March 30, 2005, 7:45 am
Do you mind telling me what that means and why we need it on whatever it's for?

March 30, 2005, 7:35 pm
First notes: I discuss complexity in "Big-O" notation. This is the order of magnitude of the complexity, not an actual value. n is used to refer to the size of the data. Something that takes n+10 steps has the same order of magnitude as something that takes n steps, O(n). lg(n) means the log to the base of 2 of n. ie: lg(1024) = 10, since 2^10 = 1024. lg(2048) = 11, since 2^11 = 2048.

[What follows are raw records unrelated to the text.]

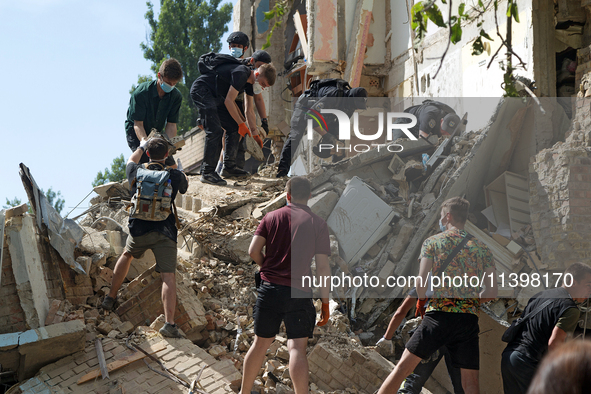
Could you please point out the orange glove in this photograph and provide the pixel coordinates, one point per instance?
(421, 307)
(324, 315)
(243, 130)
(258, 139)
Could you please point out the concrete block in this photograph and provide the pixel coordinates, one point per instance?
(16, 211)
(401, 242)
(47, 344)
(359, 219)
(323, 204)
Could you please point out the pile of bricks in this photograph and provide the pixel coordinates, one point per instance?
(180, 356)
(364, 370)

The first topic to be covered is sorting, since it is the crucial component of an efficient sort. The sorting algorithm I will discuss is the merge sort algorithm. The way this algorithm works is you take an array and split and merge it so that it is sorted. NOTE: it's always easier to sort as you add elements as opposed to just adding and then sorting. See below.

Example of merge sort
[6 7 8 3 4 2]
\ split /
[6 7 8] [3 4 2]
\ split / \ split /
[6] [7 8] [3] [4 2]
\split/ \split/
[6] [7] [8] [3] [4] [2]
\merge/ \merge/
[6] [7 8] [3] [2 4]
\merge/ \merge/
[6 7 8] [2 3 4]
[2 3 4 6 7 8]

Time complexity of merge sort = O(n * lg(n))
This merge sort code is efficient memory wise.
procedure mergeSort (array[] arrayToBeSorted)
mergeSortAscending(arrayToBeSorted, 0, length of array)
end procedure

procedure mergeSortAscending(array[] arrayToBeSorted, low, high)
if (high - low) > 1
split = (high + low)/2
(NOTE: use integer division that rounds down, ie: 1/2 = 0, 2/2 = 1, 3/2 = 1
mergeSortAscending(arrayToBeSorted, low, split)
mergeSortAscending(arrayToBeSorted, split, high)
arrayToBeSorted = mergeAscending(arrayToBeSorted, low, high, split)
end if
end procedure

procedure mergeAscending(array[] arrayToBeMerged, low, high, split) returns array[]
array[] firstPart = copy elements of arrayToBeMerged from low to split

firstIndex=low, secondIndex=split, targetIndex=low
loop while firstIndex <= (split - low) and secondIndex <= (high - split)
if element in firstPart at firstIndex < element in arrayToBeMerged at secondIndex
set element in arrayToBeMerged at targetIndex to element in firstPart at firstIndex
increment targetIndex by 1
increment firstIndex by 1
set element in arrayToBeMerged at targetIndex to element in arrayToBeMerged at secondIndex
increment targetIndex by 1
increment secondIndex by 1
end if
end loop
return arrayToBeMerged
end procedure
If you keep your data sorted and you want to add an element, it's better insert it at the correct place. To do this, you simply go through your array until you find an element thats greater than the element you want to add, and insert it before it. ex: [1 2 3 5 6] insert 4, compare 1, 2, 3, 5, 5 is greater than 4, so insert it before 5. Time complexity of insertion is O(n), so it's easy to see that staying sorted from the beginning is MUCH better. (Here's something for you to try: try to adapt the binary search to find the proper place to add an element. Then your new binary insertion beomes O(lg(n)). Quite speedy ;))

Now, onto searching.

With the binary search algorithm, 50% of your searchspace +1 is cut out in each pass. So say you had 10,000 elements. After 1 comparison, you only have to check within 4999 elements. After the 2nd pass, you only have 2499 elements. And so on. Time complexity of binary search is O(lg(n))
procedure binarySearch(array[] arrayToSearch, key) returns index of match
found = -1
low = 0
high = length of array
loop while found == -1 and low <= high
guess = (high + low) / 2 (see note in merge sort on integer division)
if element in array at guess = key
found = guess
else if element > key
high = guess - 1
low = guess + 1
end if
end loop
return found
end procedure


This has many possible uses, can be used for virtually anything, just thought I would share. :) And apologies if any errors exist in my psuedo code, try implementing it and tell me if it crashes >.>

March 30, 2005, 7:56 pm
thanks chrisgbk, but i already know what binary searching and sorting is all about :P

I'm not sure when i talked to you and why you left this link for me in IRC, but uhm.... thanks?(see edit)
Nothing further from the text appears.